Order of assignment and comparison in an 'if' statement

Question

Looking at the code:

int i = 5;
if (i = 0)
{
  printf ("Got here\n");
}

What does the C standard have to say about what will get printed? Or in more general terms does the assignment happen first or the comparison?

Answer 1

§6.8.4 says that the syntax for an if selection statement is:

 ( expression ) statement

Further in this section, it mentions that if the expression compares unequal to 0, then statement is executed. The expression must therefore be evaluated before it can be compared to 0. i = 0 is an expression which evaluates to 0. For further reference, see §6.5 “Expressions” with regards to §6.5.16 “Assignment operators”, in particular note this excerpt:

An assignment operator stores a value in the object designated by the left operand. An assignment expression has the value of the left operand after the assignment, but is not an lvalue.

Answer 2

Assignment first, as it is part of the evaluation. The expression of the assignment returns the assigned value, so the expression evaluates as false.

Answer 3

i=0 evaluates to 0 thus the output will not happen.
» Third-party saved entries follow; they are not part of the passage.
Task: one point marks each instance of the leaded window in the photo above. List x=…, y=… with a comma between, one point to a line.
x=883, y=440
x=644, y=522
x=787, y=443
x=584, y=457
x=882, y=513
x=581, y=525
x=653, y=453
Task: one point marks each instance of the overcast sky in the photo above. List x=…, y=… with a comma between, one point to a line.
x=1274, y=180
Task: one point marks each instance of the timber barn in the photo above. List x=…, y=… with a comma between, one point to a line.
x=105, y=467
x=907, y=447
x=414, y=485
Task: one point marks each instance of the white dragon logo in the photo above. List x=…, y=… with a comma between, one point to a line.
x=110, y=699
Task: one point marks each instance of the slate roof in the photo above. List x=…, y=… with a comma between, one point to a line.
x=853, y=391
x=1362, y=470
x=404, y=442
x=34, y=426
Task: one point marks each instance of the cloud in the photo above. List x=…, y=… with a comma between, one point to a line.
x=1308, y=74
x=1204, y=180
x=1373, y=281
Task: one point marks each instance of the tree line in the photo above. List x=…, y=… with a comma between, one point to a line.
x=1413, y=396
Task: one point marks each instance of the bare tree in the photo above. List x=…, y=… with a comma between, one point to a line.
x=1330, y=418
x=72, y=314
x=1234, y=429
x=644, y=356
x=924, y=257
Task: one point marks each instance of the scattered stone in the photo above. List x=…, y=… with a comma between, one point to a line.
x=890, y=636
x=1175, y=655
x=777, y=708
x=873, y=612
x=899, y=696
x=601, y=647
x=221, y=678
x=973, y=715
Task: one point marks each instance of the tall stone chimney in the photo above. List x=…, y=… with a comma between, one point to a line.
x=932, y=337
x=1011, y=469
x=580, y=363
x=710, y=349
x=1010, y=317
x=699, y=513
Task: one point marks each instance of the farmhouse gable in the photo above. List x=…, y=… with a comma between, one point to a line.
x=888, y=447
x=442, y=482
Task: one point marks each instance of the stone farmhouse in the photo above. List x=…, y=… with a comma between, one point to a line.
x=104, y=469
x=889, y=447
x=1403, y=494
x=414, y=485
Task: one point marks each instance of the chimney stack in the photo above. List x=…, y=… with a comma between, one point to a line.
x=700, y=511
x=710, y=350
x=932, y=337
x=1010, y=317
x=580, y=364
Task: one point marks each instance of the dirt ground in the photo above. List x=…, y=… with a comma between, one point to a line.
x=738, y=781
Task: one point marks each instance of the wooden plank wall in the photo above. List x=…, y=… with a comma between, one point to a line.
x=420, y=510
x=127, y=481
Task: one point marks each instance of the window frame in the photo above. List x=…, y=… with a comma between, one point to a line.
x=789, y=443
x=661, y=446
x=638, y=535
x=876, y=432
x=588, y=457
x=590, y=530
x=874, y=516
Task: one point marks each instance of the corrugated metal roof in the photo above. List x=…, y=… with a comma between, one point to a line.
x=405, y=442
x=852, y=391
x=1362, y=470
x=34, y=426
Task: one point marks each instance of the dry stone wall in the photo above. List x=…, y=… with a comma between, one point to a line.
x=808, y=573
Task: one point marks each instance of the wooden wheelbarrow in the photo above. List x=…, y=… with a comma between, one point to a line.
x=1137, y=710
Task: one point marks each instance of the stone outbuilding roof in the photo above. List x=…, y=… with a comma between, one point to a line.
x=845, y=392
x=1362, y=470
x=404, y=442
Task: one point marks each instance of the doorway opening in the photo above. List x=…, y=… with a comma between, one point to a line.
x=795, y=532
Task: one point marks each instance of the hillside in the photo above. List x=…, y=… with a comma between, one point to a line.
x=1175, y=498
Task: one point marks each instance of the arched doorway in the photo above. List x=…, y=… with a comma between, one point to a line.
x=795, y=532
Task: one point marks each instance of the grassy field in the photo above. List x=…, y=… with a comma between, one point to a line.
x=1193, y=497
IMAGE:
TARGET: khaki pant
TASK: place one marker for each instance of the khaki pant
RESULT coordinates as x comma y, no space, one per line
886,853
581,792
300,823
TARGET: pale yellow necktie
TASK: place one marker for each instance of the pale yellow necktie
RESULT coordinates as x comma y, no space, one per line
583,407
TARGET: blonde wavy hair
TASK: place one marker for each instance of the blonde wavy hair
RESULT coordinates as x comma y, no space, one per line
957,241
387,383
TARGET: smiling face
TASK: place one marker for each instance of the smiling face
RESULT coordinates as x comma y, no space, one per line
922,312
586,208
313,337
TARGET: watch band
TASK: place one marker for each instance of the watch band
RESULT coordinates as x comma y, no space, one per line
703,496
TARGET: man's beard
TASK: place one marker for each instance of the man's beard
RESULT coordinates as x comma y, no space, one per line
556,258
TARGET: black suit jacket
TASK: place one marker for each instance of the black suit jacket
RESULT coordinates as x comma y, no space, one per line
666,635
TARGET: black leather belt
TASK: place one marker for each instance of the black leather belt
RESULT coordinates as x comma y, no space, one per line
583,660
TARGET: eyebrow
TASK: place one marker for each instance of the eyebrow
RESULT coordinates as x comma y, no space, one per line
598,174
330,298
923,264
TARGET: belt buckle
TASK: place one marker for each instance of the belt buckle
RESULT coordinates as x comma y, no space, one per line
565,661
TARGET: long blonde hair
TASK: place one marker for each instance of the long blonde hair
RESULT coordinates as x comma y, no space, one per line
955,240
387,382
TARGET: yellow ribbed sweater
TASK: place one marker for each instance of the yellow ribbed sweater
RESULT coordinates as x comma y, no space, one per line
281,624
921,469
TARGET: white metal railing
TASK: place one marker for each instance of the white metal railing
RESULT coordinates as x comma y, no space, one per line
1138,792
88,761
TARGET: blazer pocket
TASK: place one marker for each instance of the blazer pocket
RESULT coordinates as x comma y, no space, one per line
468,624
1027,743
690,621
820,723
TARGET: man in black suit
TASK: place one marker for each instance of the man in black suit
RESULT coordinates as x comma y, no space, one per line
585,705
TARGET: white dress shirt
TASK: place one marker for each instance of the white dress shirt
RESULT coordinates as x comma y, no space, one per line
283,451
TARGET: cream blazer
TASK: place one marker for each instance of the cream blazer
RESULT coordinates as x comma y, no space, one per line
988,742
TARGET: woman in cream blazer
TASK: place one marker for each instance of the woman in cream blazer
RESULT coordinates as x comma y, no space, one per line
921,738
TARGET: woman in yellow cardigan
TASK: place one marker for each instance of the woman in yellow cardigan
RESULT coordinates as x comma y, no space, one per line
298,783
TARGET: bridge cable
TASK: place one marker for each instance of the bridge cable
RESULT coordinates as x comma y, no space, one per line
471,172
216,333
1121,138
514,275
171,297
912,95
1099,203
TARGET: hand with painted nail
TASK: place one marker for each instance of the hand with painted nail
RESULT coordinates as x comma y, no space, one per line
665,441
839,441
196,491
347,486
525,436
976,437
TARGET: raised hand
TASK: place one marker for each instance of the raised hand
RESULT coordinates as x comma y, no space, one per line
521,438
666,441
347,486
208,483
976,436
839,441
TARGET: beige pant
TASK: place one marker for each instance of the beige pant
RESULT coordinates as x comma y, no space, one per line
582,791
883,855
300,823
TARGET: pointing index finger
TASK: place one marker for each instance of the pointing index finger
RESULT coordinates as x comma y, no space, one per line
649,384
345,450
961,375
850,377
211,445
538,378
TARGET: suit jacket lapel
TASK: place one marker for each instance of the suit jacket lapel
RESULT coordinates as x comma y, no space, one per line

The prior assignment (the first line of source code) is irrelevant to the outcome.

Answer 4

语句i = 0将被评估并返回0 ，因此不会打印该语句。

Answer 5

When the assignment happens is irrelevant. What's relevant is the value of i=0 as an expression, and it's defined to have the value 0.

Answer 6

赋值发生了，它返回一个 0，它是假的。

Answer 7

The expression of the if clause is evaluated first, the result of which is 0.

This program will never print "Got here\n".

Answer 8

As others already said, the assignment returns the value of that is assigned and so never prints the statement. If you wanted the statement to be printed, you'd have to use if (i = -1) .

Answer 9

Nothing will print. The 0 get assigned to i and then that value is tested for the condition.